Was heißt es nun für unsere Diözese?
Unser Erzbischof hat schon im vergangenen Jahr die Verantwortlichen in der Priesterausbildung und Berufungspastoral an einen Runden Tisch geladen, um verschiedene Themen, die in der Ratio Fundamentalis erwähnt werden, zu bedenken und konkrete Schritte einzuleiten. Dementsprechend sind wir schon seit dem vergangen Wintersemester damit beschäftigt, die propädeutische Phase in unserem Erzbistum zeitlich, inhaltlich und strukturell zu verändern. Der Schutz Minderjähriger und Erwachsene mit Behinderung ist nun schon länger fester Bestandteil der Priesterausbildung und mit einer erhöhten Aufmerksamkeit wird dieses Thema auch immer wieder behandelt.
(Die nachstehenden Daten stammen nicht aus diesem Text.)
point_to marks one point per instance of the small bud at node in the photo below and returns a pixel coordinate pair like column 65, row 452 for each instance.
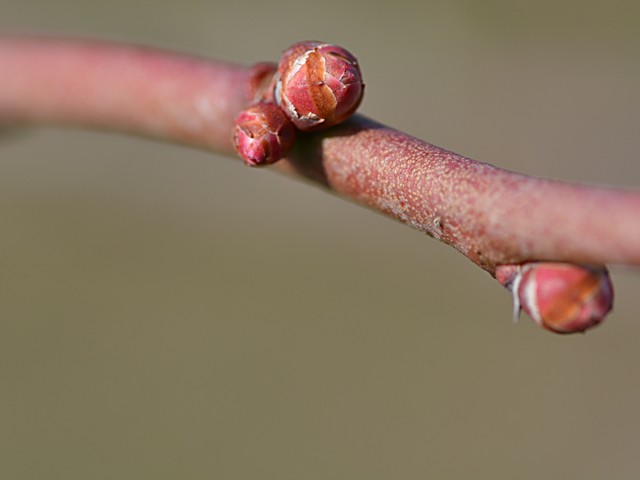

Die Ratio Fundamentalis fokussiert aber auch einige Themen, die auf unsere Diözese noch übertragen werden müssen. Was bedeuten die Phasen der Jüngerschaft, Gleichgestaltung und Berufungssynthese für die Priesterausbildung in unserem Erzbistum und wie können diese für den pastoralen Zukunftsweg unseres Erzbistums fruchtbar gemacht werden? Wie können Berufungspastoral und Priesterausbildung der Tatsache gerecht werden, dass wir immer mehr Spätberufene in unseren Seminaren vorfinden und wie sieht es hier konkret mit einer individuellen und graduellen Begleitung aus? Welche konkreten Schritte wollen wir künftig angehen, um den veränderten Herausforderungen des priesterlichen Lebens heute gerecht zu werden? Wie kann zum Beispiel das Zusammenleben von Priestern gefördert und umgesetzt werden, wie es die Ratio Fundamentalis u.a. auch empfiehlt?